I have spent the last two days deeply immersed in the fiscal year (FY) 2024 Inpatient Prospective Payment System (IPPS) final rule. That means 2,144 pages of regulatory gobbledygook. I have taken notes about new DRGs, new codes, deletions in codes, OR and non-OR procedures, etc., that I don’t plan to get into the details of today. There weren’t any huge changes, nothing groundbreaking or completely surprising.

To be honest, I do not enjoy this annual dive into the minds of CMS, as it always seems so detached from the patient in the bed or the caregivers working to meet their needs. But this year was different in that regard. There was a constant theme woven throughout those 2,000 pages that was first mentioned on page 22. The Z59.0- codes related to homelessness were changed from a non-CC to a complication or comorbidity (CC) and that’s exciting to me.

Please understand, I am not excited that we have another opportunity to impact DRG assignment, but I am excited that we are now seeing recognition that social determinants of health (SDOH) impact a patient’s health status. CMS now recognizes homelessness as an indicator of increased resource utilization in the acute inpatient hospital setting.

ACDIS has been teaching about SDOH in our educational offerings and publications for years. We have encouraged our ACDIS members to work to obtain this information and apply the appropriate codes to support and provide data related to the increased need of these patients. Reliable data in healthcare is important. It can assist in identifying areas of need and allowing for proper resource allocation. It can be used to evaluate the effectiveness of treatment protocols and social programs. Data can help us meet the healthcare needs of our patients.

The work that CDI and coding professionals do every day, to ensure accurate capture of the population’s disease burden and needs, supports the reliability of that data.

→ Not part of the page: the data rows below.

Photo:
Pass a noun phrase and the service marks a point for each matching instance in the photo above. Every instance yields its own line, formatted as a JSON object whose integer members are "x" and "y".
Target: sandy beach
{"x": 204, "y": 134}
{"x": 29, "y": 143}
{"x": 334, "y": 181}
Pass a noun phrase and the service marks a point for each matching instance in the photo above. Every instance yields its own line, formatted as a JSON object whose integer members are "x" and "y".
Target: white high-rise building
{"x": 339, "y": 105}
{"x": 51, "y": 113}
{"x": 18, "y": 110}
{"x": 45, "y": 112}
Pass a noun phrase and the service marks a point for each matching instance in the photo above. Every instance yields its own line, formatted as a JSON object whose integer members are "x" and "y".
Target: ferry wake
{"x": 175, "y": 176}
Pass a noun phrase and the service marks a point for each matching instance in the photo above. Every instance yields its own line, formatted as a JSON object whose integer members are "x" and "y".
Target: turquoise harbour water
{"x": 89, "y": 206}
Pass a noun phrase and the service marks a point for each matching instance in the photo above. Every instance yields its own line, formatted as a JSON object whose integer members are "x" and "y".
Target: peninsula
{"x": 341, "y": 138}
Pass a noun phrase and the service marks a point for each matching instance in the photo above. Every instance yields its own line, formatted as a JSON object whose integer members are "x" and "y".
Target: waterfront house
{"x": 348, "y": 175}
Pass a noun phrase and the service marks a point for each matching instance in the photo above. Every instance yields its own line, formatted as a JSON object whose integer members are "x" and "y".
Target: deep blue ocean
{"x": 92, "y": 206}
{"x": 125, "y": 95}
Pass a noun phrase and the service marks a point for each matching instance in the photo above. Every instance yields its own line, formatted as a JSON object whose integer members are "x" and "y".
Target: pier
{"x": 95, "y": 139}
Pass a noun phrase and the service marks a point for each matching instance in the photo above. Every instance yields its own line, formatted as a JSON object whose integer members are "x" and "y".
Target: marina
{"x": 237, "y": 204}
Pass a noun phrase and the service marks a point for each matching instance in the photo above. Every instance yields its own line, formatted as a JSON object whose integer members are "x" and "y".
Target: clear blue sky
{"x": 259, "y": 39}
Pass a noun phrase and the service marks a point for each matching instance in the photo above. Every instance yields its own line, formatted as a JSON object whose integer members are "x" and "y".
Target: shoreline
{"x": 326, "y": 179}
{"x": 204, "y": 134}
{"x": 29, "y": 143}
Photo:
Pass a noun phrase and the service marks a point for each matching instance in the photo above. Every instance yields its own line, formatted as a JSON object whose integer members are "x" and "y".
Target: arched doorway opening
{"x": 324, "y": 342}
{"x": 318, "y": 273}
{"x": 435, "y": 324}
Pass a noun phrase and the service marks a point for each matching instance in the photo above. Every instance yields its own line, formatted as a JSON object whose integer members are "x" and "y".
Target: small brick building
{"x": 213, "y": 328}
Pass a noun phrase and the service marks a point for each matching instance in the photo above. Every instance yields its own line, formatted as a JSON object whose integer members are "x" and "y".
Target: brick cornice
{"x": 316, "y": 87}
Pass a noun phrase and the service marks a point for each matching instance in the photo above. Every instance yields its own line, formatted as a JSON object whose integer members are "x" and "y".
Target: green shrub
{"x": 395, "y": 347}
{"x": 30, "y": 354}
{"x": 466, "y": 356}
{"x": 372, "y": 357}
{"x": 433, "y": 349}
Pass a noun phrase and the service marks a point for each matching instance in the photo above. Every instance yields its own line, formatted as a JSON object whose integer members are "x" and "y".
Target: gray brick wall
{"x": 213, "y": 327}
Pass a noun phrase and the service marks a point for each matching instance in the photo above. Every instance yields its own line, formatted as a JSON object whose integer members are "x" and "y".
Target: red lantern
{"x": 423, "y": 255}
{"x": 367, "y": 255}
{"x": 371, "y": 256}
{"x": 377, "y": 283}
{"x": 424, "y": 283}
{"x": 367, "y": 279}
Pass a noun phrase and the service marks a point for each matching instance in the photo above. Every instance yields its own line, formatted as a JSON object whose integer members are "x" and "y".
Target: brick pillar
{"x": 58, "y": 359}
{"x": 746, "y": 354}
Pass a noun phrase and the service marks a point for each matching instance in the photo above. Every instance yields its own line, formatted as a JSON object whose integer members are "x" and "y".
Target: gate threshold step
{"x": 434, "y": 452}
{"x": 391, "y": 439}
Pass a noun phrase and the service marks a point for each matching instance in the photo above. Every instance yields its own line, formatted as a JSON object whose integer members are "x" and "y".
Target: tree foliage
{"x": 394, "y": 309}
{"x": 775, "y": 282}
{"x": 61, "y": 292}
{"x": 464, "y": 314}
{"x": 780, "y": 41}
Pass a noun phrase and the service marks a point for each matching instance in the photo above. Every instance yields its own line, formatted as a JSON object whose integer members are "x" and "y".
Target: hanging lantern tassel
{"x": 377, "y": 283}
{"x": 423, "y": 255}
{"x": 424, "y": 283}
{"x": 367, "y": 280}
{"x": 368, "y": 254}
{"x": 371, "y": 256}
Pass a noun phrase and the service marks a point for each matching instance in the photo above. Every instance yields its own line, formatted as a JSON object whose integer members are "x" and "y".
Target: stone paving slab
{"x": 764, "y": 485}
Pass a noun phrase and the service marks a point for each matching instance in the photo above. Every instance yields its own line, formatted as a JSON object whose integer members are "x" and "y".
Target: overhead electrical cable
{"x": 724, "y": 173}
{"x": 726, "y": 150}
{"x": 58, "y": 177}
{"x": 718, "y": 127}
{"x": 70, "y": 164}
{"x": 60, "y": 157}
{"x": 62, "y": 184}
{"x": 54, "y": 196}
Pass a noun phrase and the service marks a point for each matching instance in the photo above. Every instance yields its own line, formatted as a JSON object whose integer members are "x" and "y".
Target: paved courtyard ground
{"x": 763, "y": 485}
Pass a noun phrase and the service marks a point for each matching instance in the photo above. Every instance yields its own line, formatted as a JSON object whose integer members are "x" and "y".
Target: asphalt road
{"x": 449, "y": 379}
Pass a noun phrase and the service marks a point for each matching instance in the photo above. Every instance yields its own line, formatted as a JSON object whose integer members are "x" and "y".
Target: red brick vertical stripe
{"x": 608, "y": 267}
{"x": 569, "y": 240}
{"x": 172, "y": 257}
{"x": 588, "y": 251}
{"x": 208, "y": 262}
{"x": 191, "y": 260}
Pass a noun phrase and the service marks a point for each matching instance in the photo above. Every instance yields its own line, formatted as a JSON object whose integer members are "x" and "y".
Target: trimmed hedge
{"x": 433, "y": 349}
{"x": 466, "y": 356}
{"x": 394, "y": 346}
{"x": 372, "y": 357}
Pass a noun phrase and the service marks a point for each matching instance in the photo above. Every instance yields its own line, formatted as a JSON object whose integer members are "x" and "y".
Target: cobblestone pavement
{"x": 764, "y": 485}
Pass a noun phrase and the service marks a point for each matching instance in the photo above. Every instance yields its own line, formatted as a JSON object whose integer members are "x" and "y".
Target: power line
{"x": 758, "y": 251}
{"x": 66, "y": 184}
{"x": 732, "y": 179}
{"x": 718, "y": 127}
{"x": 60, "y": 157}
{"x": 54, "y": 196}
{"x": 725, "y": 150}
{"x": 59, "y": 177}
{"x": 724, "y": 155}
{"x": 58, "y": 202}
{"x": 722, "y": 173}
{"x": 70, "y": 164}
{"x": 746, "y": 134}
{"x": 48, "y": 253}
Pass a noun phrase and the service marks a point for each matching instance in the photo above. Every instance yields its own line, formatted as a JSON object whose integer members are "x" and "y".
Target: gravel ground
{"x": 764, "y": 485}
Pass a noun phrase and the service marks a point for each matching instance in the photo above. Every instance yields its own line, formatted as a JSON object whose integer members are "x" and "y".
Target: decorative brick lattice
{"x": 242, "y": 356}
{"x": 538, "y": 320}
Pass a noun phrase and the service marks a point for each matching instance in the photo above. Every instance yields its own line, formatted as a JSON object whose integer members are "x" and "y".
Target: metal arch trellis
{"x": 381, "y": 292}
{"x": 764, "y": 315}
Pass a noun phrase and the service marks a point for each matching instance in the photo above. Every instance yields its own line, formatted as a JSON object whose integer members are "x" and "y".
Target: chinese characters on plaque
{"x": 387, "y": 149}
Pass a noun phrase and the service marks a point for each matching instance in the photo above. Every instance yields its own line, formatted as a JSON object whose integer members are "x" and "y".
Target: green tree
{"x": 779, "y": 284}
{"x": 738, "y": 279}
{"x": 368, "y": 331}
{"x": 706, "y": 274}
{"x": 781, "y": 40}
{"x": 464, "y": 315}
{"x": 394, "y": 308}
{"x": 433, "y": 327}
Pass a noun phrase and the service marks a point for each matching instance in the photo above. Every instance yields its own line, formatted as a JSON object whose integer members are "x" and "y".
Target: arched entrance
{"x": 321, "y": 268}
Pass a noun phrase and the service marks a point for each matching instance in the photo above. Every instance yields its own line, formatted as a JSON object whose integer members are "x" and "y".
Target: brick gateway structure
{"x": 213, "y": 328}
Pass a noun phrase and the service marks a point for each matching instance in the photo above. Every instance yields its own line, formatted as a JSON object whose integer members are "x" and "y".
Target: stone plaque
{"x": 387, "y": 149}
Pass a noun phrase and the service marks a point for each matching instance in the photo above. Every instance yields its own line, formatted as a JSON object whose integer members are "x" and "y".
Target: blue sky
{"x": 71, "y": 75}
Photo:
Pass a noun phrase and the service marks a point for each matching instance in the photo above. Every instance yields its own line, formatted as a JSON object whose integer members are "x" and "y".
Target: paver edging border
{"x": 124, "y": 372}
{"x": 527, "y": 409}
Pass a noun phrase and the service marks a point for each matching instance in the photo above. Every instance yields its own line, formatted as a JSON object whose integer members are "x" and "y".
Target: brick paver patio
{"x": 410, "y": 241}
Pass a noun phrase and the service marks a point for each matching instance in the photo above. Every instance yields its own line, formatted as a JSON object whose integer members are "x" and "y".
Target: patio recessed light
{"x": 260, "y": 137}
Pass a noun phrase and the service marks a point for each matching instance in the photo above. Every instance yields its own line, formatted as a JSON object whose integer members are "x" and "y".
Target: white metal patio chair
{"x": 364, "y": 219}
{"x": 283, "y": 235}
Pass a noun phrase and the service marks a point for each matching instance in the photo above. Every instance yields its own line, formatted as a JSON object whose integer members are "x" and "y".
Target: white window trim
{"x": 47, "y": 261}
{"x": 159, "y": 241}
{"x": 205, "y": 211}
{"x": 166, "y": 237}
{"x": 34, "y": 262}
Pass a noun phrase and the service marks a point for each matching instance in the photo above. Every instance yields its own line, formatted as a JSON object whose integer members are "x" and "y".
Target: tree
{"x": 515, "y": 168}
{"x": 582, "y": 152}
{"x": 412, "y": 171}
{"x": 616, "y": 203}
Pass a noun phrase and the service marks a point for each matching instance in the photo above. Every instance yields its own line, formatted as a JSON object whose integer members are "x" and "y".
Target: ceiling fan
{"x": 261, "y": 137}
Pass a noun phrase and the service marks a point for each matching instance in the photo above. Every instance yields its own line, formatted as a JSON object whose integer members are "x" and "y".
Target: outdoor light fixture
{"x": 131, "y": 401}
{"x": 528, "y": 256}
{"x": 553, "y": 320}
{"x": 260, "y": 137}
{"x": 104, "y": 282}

On page 22, the final rule stated:

Consistent with the Administration’s goal of advancing health equity for all, including members of historically underserved and under-resourced communities, as described in the President’s January 20, 2021 Executive Order 13985 on: Advancing Racial Equity and Support for the Underserved Communities through the Federal Government we also continue to be interested in receiving feedback on how we might otherwise foster the documentation and reporting of the diagnosis codes describing social and economic circumstances to more accurately reflect each health care encounter and improve reliability and validity of the coded data including in support of efforts to advance health equity.

This statement again reinforces the importance of our work. Inequities in healthcare were most apparent during the COVID-19 pandemic.

In our daily work, we focus on diagnosis capture supporting DRG assignment and risk adjustment. We identify how diagnoses will impact quality measure reporting and organizational standing. This is all a very important endeavor. I also encourage you to think about the principal use of the International Classification of Diseases. The World Health Organization states on their website:

The ICD serves a broad range of uses globally and provides critical knowledge on the extent, causes and consequences of human disease and death worldwide via data that is reported and coded with the ICD. Clinical terms coded with ICD are the main basis for health recording and statistics on disease in primary, secondary, and tertiary care, as well as on cause of death certificates. These data and statistics support payment systems, service planning, administration of quality and safety, and health services research. Diagnostic guidance linked to categories of ICD also standardizes data collection and enables large scale research.

Our work is important. We should be proud of that.